Art. 118[110]   1Les objets à revendiquer et qui se trouvent en mains tierces sont portés à l'inventaire.  

2Il en est de même des objets revendiqués par des tiers. La revendication est notée en marge de l'article.

 

5. Biens hors du canton

Art. 119[111]   S'il y a des biens hors du canton, ils sont mentionnés à l'inventaire sous les désignations et avec les indications que le greffier a pu se procurer.  

 

Section 2: Des visas et des légalisations[112]

Visa

Art. 120[113]   1Le visa est l'acte par lequel un magistrat de l'ordre judiciaire ou un officier public certifie qu'une pièce lui a été présentée.  

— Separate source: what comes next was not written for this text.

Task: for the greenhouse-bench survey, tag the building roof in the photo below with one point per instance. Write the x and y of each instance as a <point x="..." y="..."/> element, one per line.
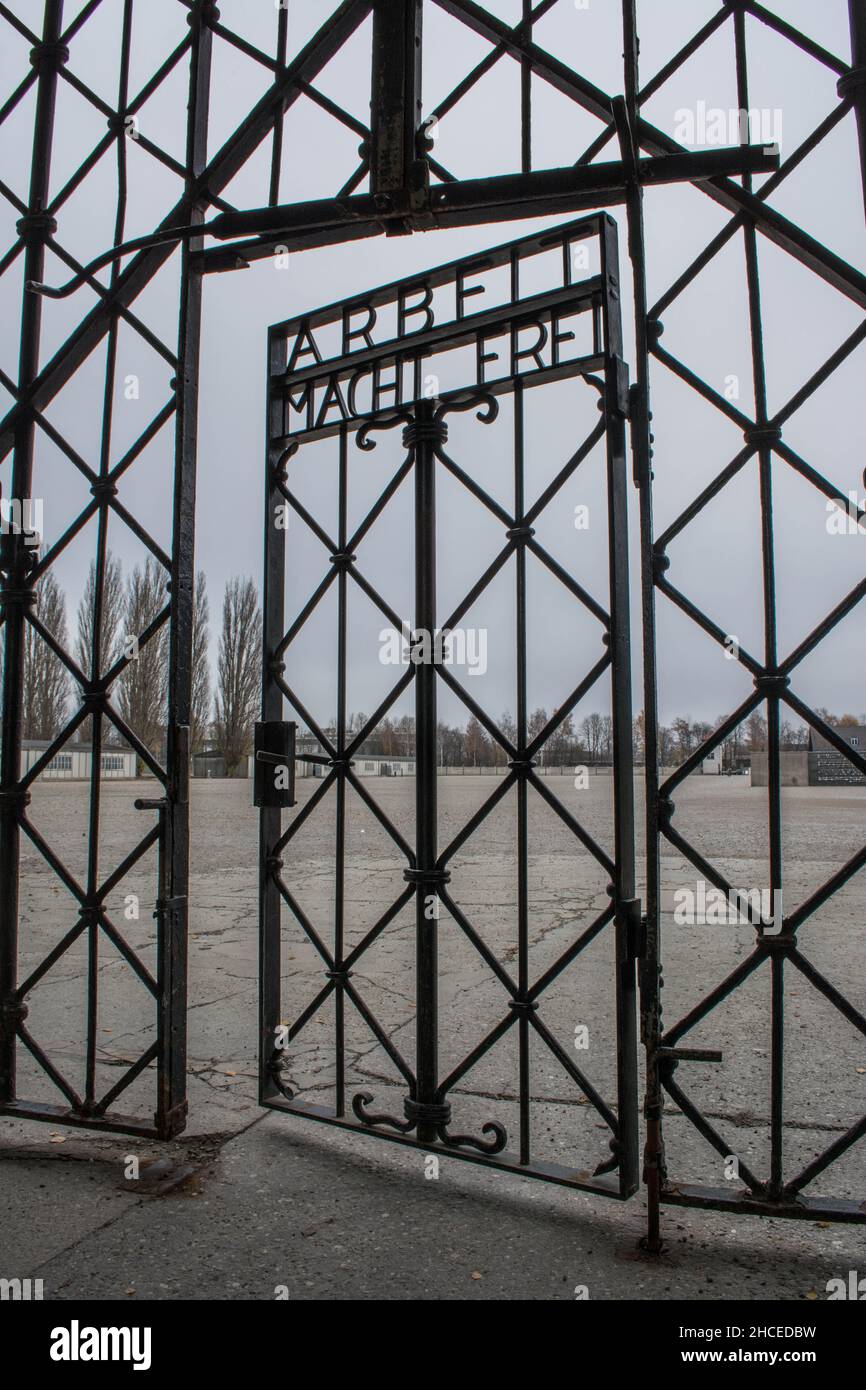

2La formule du visa, la date et la signature sont apposées au pied de la pièce.  

 

Légalisation

Art. 121[114]   1La légalisation est la déclaration par laquelle un magistrat de l'ordre judiciaire ou un officier public atteste l'authenticité d'une signature apposée sur un acte.  

2La légalisation est faite à la suite de la signature.

 

Compétence

Art. 122[115]   1Les juges du Tribunal d'instance et les notaires ont seuls qualité pour viser et légaliser.

2La chancellerie d'Etat légalise la signature des fonctionnaires et des officiers publics.  

 

Registre spécial

Art. 123[116]   1Les visas et les légalisations sont consignés dans un registre spécial contenant les rubriques suivantes:  

a)  un numéro d'ordre;  

b)  la nature de la pièce présentée;  

c)  l'identité de la personne dont la signature est légalisée;  

d)  la mention du blanc-seing, si la signature a été apposée en cette forme;  

e)  la date du visa ou de la légalisation.  

2Les notaires ne tiennent pas de registre spécial. Ils se conforment aux dispositions qui régissent le notariat.

 

Art. 124 à 144[117]

 

TITRE III

Dispositions transitoires

Art. 145   1Les droits de survie attribués au conjoint par les articles 1204 à 1223 du code civil neuchâtelois, dépendent du droit de succession et conséquemment ne pourront plus être exercés dans les successions qui s'ouvriront dès le 1er janvier 1912.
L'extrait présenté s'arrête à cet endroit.